Right. It’s a Tuesday. You’re tired. You’ve been staring at a screen since 8am and the idea of cooking a proper meal feels like someone’s asked you to run a marathon in your work clothes. I get it. Beans gets it — he’s been asleep on the kitchen floor since 4pm and hasn’t moved.

This 15 minute garlic shrimp pasta is what I make when I want to feel like I’ve done something impressive without actually doing anything impressive. It uses one pan, it’s on the table in 15 minutes flat, and it tastes like the kind of pasta you’d order at a restaurant and then quietly resent because you just paid $28 for it. The secret is frozen prawns and a tube of garlic paste, and I will not be taking any criticism about that.

Priya makes a version of this with fresh prawns, white wine, and actual minced garlic. It’s 10% better. It takes four times as long and uses three more pans. I’ve run the numbers and I stand by my version. She’s allowed to disagree. She does, regularly.

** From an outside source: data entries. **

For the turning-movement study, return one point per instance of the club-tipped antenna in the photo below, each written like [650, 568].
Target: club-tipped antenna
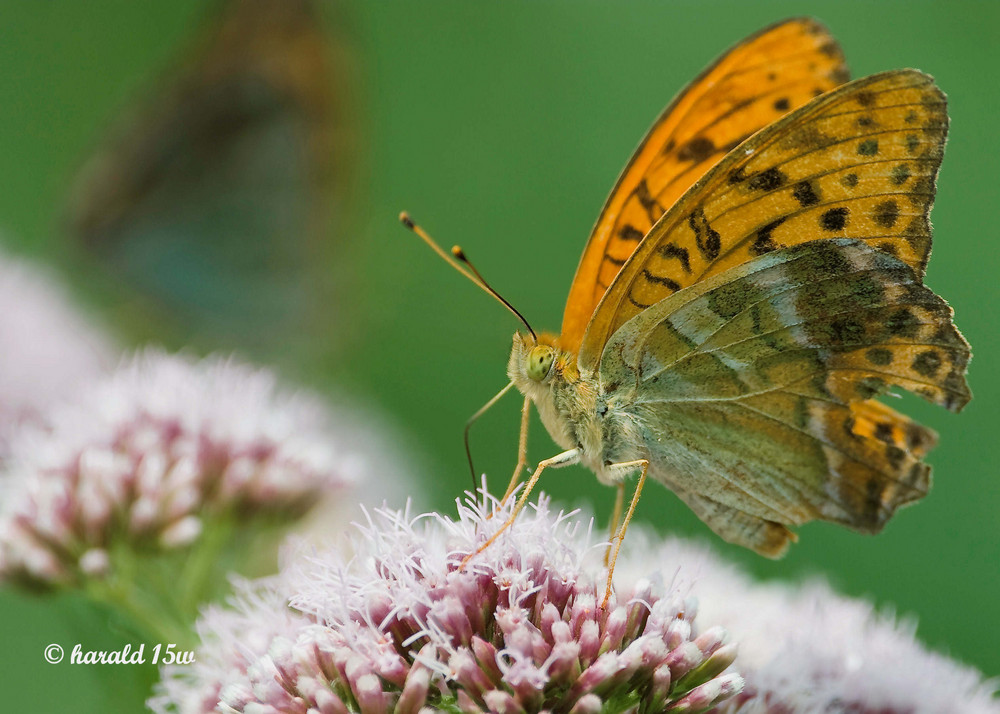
[458, 261]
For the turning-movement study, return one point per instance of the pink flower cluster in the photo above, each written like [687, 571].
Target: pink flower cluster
[398, 627]
[151, 455]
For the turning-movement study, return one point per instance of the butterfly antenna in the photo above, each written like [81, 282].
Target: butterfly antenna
[463, 258]
[458, 260]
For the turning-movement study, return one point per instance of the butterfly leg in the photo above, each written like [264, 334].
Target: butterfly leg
[566, 458]
[616, 516]
[620, 536]
[522, 450]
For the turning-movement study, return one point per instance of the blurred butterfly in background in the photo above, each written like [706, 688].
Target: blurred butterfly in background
[215, 198]
[753, 282]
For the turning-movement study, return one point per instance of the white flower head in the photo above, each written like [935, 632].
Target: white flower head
[805, 649]
[398, 626]
[151, 456]
[50, 348]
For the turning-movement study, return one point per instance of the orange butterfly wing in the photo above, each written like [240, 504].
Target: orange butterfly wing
[859, 162]
[765, 76]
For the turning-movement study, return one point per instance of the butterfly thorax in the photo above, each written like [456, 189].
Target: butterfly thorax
[576, 409]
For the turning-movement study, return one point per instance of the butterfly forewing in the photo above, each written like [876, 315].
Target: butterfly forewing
[752, 386]
[764, 77]
[859, 162]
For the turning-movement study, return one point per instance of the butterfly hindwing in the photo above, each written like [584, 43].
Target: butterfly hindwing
[756, 82]
[754, 384]
[859, 162]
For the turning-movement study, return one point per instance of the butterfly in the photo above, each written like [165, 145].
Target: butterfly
[751, 285]
[212, 197]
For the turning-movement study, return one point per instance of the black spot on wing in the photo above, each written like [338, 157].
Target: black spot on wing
[672, 251]
[879, 356]
[766, 180]
[697, 149]
[834, 220]
[707, 239]
[900, 174]
[661, 280]
[927, 363]
[805, 193]
[868, 147]
[763, 242]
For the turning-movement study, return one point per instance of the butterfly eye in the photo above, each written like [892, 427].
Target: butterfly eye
[540, 362]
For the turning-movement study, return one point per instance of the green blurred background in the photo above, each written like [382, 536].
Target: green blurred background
[502, 127]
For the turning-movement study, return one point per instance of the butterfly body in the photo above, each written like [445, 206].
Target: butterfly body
[752, 285]
[578, 409]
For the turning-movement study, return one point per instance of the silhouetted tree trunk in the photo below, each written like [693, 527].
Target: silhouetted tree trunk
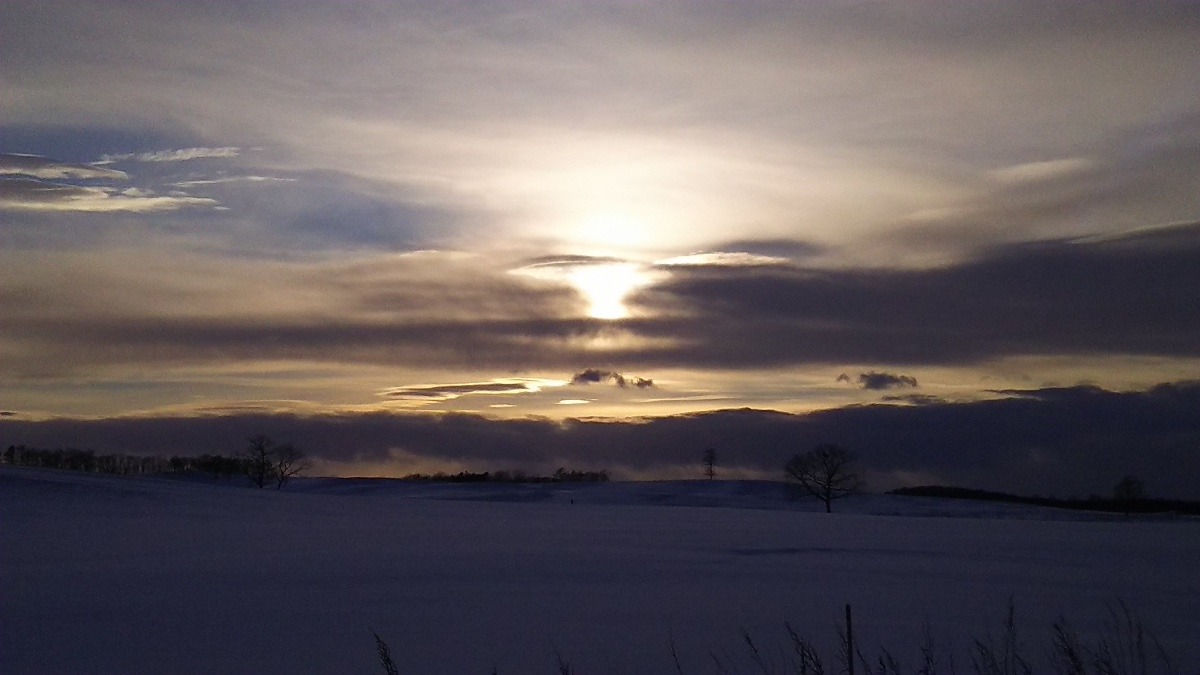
[259, 460]
[827, 472]
[288, 461]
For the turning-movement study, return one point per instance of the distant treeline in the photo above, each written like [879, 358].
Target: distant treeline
[73, 459]
[561, 476]
[1140, 505]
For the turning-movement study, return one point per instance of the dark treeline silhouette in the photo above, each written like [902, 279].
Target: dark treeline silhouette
[73, 459]
[1095, 502]
[559, 476]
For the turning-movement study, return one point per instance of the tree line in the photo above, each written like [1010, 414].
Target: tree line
[264, 461]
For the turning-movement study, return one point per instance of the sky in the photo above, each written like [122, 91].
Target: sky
[516, 221]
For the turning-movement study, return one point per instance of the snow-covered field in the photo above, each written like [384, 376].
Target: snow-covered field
[108, 574]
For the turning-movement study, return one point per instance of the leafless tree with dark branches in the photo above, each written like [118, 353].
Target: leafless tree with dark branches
[827, 472]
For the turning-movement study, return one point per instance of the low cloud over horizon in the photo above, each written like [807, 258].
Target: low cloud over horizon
[1072, 441]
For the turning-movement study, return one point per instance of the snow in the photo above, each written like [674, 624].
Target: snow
[112, 574]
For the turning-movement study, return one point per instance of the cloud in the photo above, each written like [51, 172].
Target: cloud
[880, 381]
[36, 166]
[180, 155]
[1128, 296]
[431, 393]
[229, 179]
[594, 375]
[28, 195]
[1132, 294]
[1065, 441]
[724, 258]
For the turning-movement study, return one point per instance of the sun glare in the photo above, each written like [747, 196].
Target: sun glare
[606, 287]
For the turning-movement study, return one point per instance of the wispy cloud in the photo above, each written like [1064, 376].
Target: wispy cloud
[432, 393]
[232, 179]
[879, 381]
[180, 155]
[594, 375]
[30, 195]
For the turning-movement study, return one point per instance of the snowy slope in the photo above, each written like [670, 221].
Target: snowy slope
[107, 574]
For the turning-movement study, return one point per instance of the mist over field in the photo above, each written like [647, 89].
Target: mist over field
[143, 574]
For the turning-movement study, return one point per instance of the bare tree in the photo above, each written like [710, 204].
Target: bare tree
[1129, 489]
[711, 463]
[827, 472]
[288, 461]
[259, 458]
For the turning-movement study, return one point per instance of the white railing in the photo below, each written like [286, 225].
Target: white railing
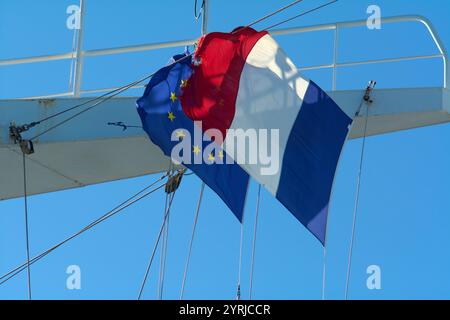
[79, 55]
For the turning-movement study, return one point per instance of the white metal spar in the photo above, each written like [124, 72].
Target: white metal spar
[86, 151]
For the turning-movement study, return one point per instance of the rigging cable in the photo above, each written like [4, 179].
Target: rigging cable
[301, 14]
[147, 271]
[72, 60]
[111, 94]
[202, 189]
[25, 197]
[358, 189]
[238, 294]
[97, 101]
[258, 197]
[198, 14]
[125, 204]
[163, 252]
[274, 13]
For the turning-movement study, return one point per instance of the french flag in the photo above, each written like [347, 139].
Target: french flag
[243, 80]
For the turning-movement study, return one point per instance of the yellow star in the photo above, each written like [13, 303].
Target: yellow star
[171, 116]
[180, 134]
[183, 84]
[173, 97]
[196, 149]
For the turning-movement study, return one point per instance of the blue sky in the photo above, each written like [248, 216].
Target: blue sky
[403, 219]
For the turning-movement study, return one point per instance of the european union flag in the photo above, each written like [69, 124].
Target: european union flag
[169, 128]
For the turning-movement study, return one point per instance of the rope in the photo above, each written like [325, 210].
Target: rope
[25, 197]
[258, 197]
[301, 14]
[202, 189]
[11, 274]
[147, 271]
[355, 210]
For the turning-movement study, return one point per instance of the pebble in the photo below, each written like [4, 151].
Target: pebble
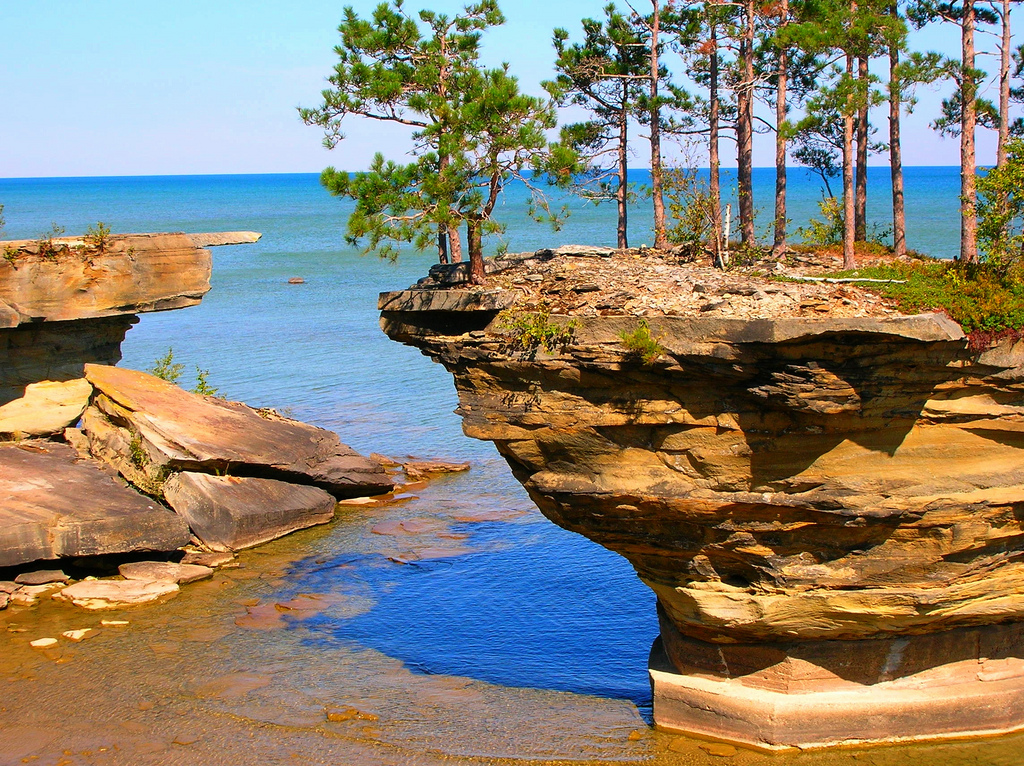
[81, 634]
[719, 750]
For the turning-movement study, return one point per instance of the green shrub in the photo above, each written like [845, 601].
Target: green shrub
[166, 369]
[641, 344]
[203, 386]
[98, 237]
[529, 332]
[981, 297]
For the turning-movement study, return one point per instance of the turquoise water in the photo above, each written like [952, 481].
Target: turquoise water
[531, 605]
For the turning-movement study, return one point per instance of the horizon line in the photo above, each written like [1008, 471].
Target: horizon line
[316, 172]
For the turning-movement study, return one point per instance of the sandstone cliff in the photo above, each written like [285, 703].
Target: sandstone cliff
[771, 479]
[68, 301]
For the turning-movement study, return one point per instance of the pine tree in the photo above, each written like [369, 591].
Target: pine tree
[472, 129]
[605, 74]
[961, 113]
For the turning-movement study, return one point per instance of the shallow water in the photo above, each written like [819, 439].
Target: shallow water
[460, 625]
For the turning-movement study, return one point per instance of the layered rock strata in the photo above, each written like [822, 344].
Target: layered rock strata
[828, 509]
[69, 301]
[52, 505]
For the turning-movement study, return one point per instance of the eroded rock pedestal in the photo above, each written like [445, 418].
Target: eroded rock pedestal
[829, 510]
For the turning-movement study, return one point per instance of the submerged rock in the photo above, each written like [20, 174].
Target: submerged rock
[43, 577]
[114, 594]
[165, 571]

This is the pasta for when you can’t be bothered but you’re also not ready to admit total defeat. Minimal effort. Actual dinner. That’s all we’re here for.

Ingredients

  • 200g spaghetti or linguine (whatever’s in the cupboard)
  • 300g frozen prawns, defrosted (run them under cold water for 5 minutes — that’s it)
  • 3 good squeezes of garlic paste from the tube (or 3 cloves, minced, if you’re feeling brave)
  • 3 tbsp butter
  • 2 tbsp olive oil
  • 1/2 tsp chilli flakes (optional, but recommended)
  • Salt and pepper
  • A handful of parmesan, grated (or whatever cheese is open)

Instructions

    1. Get a large pot of salted water boiling. Chuck in the pasta and cook according to the packet. While it cooks, do everything else — the timing works out perfectly and that’s genuinely satisfying.
    1. While the pasta does its thing, pat the prawns dry with a bit of kitchen roll. This is the one step that actually matters — wet prawns steam instead of sear and you’ll end up with grey, sad prawns instead of pink, happy ones. Don’t skip it.
    1. Heat the olive oil in a large pan over high heat until it shimmers. Add the prawns in a single layer. Don’t touch them for 90 seconds. Let them get a bit of colour.
    1. Flip the prawns, cook for another 60 seconds, then turn the heat down to medium. They’re done when they’re pink all the way through and curled into a C shape. (If they’re curled into an O, they’re overcooked. Still edible, just a bit chewy.)
    1. Add the butter, garlic paste, and chilli flakes to the pan. Let the butter melt and bubble for about 60 seconds, stirring so the garlic coats everything. This is where it starts smelling incredible. You’ve earned this.
    1. Before you drain the pasta, scoop out a mugful of the starchy pasta water. This is the move. Don’t forget it.
    1. Drain the pasta and add it straight into the prawn pan. Toss everything together. Splash in a bit of the pasta water to loosen the sauce and make it glossy — start with a few tablespoons and add more until it looks like actual sauce rather than just buttery noodles.
    1. Season with salt and pepper, whack the parmesan on top, and serve immediately. That’s it. That’s the whole thing.

Nutrition

Nutrition information not yet available.

Tips

1. The pasta water is non-negotiable. I know I said it in the instructions but I’m saying it again because people skip it and then wonder why their sauce is dry and sad. The starch in the water binds the butter and garlic into an actual sauce. One mugful. Save it before you drain. I cannot stress this enough.

2. Don’t overcook the prawns. They go from perfect to rubber in about 45 seconds. High heat, quick cook, out of the pan. The residual heat from the pasta will warm them through anyway. When in doubt, undercook them slightly and let the pasta step finish the job.

3. Frozen prawns are completely fine here. Actually, they’re often better than the ‘fresh’ prawns sitting in the fish counter that have probably been frozen and thawed already anyway. Buy a bag, keep it in the freezer, run it under cold water for 5 minutes when you need it. This is the lazy cook’s secret weapon for feeling like you made a proper seafood dinner on a weeknight.